Google Cloud Professional Data Engineer — Question 254
You are developing a fraud detection model using BigQuery ML. You have a raw transaction dataset and need to create new features such as the average_transaction_amount_last_24_hours and time_since_last_transaction. These features require aggregation and time-window calculations on the existing data. The goal is to ensure that these features are consistently applied during both model training and prediction without manual intervention. You need to prepare these features efficiently for your model. What should you do?
Answer options
- A. Implement a Cloud Run function that triggers on new transactions, calculates the features, and inserts them into a feature store before model serving.
- B. Export the BigQuery data to Cloud Storage, perform feature engineering using a custom Python script in a Dataflow job, and then re-import the engineered features into BigQuery.
- C. Use the TRANSFORM clause within the CREATE MODEL statement, leveraging SQL functions for aggregations and time-based calculations.
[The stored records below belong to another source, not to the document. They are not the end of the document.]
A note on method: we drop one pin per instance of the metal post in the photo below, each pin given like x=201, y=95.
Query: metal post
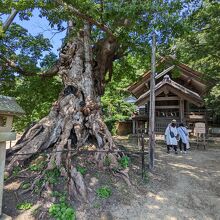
x=152, y=105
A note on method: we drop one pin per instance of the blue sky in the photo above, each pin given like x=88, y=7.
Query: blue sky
x=38, y=25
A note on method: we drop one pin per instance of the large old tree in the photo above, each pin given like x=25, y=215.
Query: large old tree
x=98, y=33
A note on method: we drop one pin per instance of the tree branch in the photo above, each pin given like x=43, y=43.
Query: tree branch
x=9, y=20
x=48, y=73
x=86, y=18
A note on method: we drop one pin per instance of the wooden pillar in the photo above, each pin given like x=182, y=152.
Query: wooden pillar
x=181, y=110
x=152, y=105
x=2, y=169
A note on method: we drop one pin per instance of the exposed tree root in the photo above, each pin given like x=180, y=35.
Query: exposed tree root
x=75, y=119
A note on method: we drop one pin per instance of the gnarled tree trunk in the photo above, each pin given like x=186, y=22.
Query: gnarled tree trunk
x=76, y=115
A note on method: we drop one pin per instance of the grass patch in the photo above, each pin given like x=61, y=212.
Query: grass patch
x=16, y=170
x=62, y=210
x=52, y=175
x=81, y=169
x=104, y=192
x=25, y=185
x=24, y=206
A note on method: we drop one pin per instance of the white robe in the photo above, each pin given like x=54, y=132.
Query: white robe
x=169, y=139
x=184, y=134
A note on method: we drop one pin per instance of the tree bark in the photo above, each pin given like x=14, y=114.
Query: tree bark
x=76, y=115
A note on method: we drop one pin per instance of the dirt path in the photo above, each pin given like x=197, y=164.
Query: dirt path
x=188, y=187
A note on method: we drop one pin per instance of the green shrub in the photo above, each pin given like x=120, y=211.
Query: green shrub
x=104, y=192
x=24, y=206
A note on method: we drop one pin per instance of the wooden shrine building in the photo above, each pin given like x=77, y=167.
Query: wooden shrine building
x=179, y=91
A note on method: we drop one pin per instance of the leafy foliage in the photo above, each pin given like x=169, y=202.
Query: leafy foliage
x=62, y=210
x=131, y=22
x=200, y=48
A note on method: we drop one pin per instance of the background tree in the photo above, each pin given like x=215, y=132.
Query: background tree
x=200, y=48
x=99, y=34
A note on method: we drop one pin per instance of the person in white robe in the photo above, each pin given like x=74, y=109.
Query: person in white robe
x=171, y=136
x=184, y=138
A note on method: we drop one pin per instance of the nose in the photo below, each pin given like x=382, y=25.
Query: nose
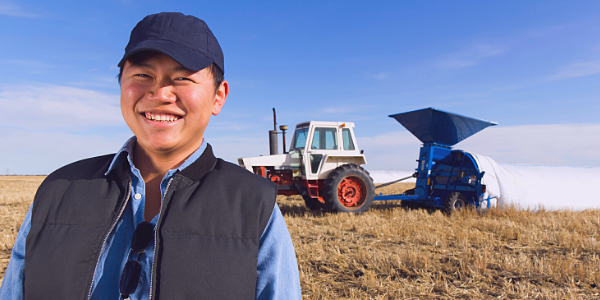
x=162, y=92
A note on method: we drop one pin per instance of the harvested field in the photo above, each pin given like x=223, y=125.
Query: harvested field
x=394, y=253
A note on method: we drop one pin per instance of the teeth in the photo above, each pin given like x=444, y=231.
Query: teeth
x=161, y=117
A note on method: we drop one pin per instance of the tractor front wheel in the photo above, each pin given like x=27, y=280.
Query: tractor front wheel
x=348, y=188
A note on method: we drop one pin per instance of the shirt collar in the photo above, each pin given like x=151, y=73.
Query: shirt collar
x=126, y=154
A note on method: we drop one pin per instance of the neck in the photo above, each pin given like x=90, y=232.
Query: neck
x=154, y=165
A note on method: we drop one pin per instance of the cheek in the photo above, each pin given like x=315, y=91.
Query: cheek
x=129, y=96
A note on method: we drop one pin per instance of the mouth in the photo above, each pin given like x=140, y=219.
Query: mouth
x=161, y=117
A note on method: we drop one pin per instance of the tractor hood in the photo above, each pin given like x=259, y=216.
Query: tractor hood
x=434, y=126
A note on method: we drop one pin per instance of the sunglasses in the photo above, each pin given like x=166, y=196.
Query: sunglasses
x=133, y=268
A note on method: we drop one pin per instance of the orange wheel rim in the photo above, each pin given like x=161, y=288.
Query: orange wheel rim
x=351, y=192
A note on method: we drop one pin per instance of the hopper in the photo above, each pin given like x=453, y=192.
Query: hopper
x=434, y=126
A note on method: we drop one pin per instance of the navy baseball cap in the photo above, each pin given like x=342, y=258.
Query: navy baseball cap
x=185, y=39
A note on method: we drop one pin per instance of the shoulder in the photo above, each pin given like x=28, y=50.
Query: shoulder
x=88, y=168
x=240, y=174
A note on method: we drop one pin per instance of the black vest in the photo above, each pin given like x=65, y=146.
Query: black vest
x=211, y=220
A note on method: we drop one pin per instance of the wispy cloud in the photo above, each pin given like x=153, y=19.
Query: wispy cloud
x=468, y=56
x=52, y=106
x=41, y=152
x=12, y=10
x=578, y=69
x=379, y=76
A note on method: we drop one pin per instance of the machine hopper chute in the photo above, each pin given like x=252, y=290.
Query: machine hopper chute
x=434, y=126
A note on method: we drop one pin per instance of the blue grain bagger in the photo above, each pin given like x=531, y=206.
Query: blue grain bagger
x=446, y=178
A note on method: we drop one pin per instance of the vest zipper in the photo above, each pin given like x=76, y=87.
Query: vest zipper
x=156, y=237
x=106, y=237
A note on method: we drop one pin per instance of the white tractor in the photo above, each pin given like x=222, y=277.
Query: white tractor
x=323, y=165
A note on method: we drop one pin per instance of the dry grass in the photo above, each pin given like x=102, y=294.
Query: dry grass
x=394, y=253
x=16, y=194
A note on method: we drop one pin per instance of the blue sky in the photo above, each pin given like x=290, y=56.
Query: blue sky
x=533, y=67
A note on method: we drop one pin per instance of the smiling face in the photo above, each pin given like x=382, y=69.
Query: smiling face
x=167, y=106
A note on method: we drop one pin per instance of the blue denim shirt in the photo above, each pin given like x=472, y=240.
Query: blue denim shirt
x=276, y=268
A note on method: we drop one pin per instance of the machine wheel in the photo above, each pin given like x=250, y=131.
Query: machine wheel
x=455, y=202
x=348, y=188
x=313, y=203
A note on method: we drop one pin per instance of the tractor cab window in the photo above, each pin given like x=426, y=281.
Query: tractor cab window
x=347, y=137
x=299, y=141
x=324, y=139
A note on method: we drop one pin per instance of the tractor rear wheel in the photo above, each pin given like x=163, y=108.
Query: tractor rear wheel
x=454, y=202
x=348, y=188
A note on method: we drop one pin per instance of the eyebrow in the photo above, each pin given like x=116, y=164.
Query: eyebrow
x=143, y=64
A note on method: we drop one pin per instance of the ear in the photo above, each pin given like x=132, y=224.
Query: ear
x=220, y=97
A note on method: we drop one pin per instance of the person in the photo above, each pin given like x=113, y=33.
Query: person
x=163, y=218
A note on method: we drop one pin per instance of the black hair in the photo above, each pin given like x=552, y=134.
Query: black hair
x=215, y=71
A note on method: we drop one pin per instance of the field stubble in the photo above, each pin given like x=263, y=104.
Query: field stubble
x=394, y=253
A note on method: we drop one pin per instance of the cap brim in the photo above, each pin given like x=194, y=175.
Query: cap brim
x=188, y=58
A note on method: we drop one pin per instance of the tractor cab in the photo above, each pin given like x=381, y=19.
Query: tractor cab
x=319, y=147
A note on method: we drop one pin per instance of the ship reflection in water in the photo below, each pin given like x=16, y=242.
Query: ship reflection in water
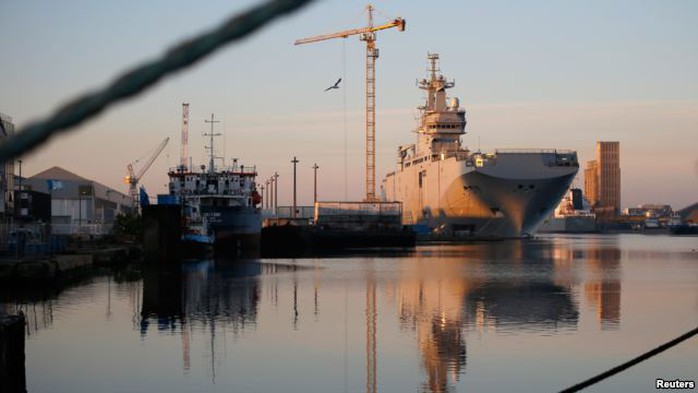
x=442, y=318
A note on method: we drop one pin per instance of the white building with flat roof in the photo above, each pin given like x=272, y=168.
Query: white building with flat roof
x=79, y=205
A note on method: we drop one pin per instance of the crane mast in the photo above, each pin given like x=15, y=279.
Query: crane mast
x=133, y=178
x=367, y=34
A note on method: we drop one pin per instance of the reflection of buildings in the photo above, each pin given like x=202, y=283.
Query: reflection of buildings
x=601, y=265
x=602, y=290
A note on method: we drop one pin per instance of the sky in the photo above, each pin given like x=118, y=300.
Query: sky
x=534, y=74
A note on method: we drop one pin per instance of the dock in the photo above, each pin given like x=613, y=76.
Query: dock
x=12, y=363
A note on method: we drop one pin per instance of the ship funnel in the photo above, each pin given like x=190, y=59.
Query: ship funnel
x=453, y=104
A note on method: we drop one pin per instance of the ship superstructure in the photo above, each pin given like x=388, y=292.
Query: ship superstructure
x=449, y=189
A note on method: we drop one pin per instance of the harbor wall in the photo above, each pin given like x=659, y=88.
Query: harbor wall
x=12, y=358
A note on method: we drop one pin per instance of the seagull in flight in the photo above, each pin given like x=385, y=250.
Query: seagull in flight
x=335, y=86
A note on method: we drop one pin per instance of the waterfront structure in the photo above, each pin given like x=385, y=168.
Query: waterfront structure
x=689, y=214
x=447, y=189
x=79, y=205
x=591, y=182
x=572, y=215
x=7, y=170
x=602, y=179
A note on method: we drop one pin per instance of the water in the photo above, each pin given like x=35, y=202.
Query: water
x=527, y=316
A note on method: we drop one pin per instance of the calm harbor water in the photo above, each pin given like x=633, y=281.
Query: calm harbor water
x=528, y=316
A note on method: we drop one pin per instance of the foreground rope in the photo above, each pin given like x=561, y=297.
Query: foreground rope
x=140, y=78
x=631, y=363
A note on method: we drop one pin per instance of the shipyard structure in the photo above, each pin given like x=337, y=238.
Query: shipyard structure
x=447, y=189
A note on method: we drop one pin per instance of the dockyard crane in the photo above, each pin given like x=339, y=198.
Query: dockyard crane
x=367, y=34
x=133, y=178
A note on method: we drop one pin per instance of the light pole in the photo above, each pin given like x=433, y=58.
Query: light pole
x=264, y=199
x=20, y=175
x=266, y=196
x=294, y=161
x=276, y=194
x=271, y=192
x=315, y=168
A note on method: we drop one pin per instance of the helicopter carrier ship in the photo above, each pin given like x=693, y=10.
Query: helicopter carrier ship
x=447, y=189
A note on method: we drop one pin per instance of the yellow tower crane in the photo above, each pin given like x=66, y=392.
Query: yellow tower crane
x=133, y=178
x=367, y=34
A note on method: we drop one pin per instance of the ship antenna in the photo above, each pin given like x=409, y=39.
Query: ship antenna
x=211, y=135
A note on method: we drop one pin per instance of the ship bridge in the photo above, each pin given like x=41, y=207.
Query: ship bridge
x=443, y=120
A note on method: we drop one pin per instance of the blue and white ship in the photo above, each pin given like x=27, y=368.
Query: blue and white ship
x=219, y=204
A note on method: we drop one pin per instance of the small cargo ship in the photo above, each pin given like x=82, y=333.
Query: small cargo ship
x=219, y=206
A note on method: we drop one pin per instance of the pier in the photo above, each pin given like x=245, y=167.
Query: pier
x=12, y=368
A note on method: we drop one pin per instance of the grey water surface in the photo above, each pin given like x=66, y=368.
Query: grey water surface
x=523, y=315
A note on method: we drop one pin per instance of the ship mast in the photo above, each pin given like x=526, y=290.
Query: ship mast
x=211, y=167
x=185, y=136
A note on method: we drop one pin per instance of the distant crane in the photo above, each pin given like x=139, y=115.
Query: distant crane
x=367, y=34
x=133, y=178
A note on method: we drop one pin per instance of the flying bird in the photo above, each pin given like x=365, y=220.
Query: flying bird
x=335, y=86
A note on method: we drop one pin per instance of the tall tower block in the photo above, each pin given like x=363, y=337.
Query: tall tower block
x=608, y=172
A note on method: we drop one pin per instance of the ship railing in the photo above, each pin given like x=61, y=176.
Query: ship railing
x=238, y=169
x=534, y=151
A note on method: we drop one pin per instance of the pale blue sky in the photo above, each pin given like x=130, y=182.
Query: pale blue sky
x=531, y=74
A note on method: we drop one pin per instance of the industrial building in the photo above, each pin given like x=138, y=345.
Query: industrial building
x=79, y=205
x=7, y=170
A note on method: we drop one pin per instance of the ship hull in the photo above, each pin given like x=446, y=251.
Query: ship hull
x=229, y=230
x=507, y=198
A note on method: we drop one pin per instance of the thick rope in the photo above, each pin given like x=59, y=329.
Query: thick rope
x=140, y=78
x=626, y=365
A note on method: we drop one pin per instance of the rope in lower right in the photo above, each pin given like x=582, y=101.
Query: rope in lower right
x=626, y=365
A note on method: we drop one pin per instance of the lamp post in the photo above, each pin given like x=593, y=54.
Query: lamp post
x=315, y=168
x=20, y=175
x=264, y=199
x=294, y=161
x=276, y=194
x=271, y=192
x=266, y=196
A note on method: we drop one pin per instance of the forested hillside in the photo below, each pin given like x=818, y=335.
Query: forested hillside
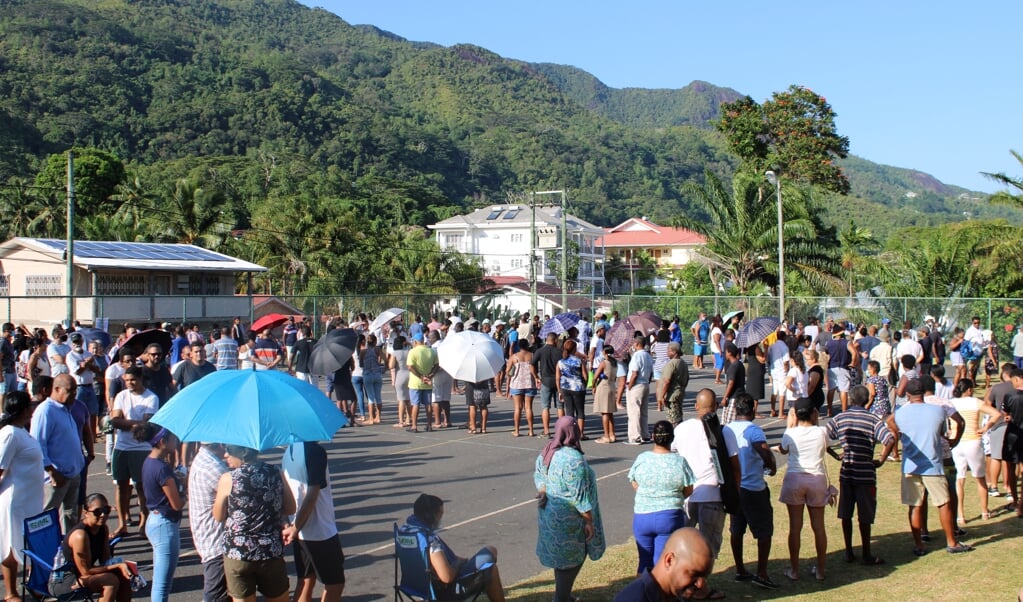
x=269, y=112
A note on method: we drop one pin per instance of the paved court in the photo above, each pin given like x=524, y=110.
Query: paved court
x=486, y=480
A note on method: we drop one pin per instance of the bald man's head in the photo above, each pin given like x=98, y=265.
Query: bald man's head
x=684, y=564
x=63, y=388
x=706, y=402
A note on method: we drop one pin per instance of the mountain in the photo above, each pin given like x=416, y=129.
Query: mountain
x=269, y=98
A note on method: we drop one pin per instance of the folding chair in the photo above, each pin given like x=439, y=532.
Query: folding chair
x=411, y=552
x=42, y=539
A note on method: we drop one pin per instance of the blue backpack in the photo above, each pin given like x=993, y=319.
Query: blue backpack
x=971, y=352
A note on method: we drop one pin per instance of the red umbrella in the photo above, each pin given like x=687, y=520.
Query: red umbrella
x=270, y=320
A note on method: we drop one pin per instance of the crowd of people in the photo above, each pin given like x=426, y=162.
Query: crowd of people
x=876, y=384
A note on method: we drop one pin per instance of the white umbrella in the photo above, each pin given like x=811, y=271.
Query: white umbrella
x=385, y=317
x=471, y=356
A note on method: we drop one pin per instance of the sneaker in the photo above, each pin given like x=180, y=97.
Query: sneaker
x=959, y=548
x=764, y=583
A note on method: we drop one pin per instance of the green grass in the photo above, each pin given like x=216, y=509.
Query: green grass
x=989, y=572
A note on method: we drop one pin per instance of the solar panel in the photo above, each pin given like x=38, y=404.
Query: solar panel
x=121, y=250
- D. Create a separate BigQuery table containing pre-computed features using complex SQL queries and join this table with the raw data during model training and serving.
Correct answer: D
Explanation
The correct answer is D because creating a separate BigQuery table with pre-computed features allows for efficient and consistent access during both training and serving phases. Option A involves additional complexity and potential delays with Cloud Run. Option B adds overhead from exporting and processing data externally, which is less efficient. Option C does not provide a way to consistently apply the features without manual intervention.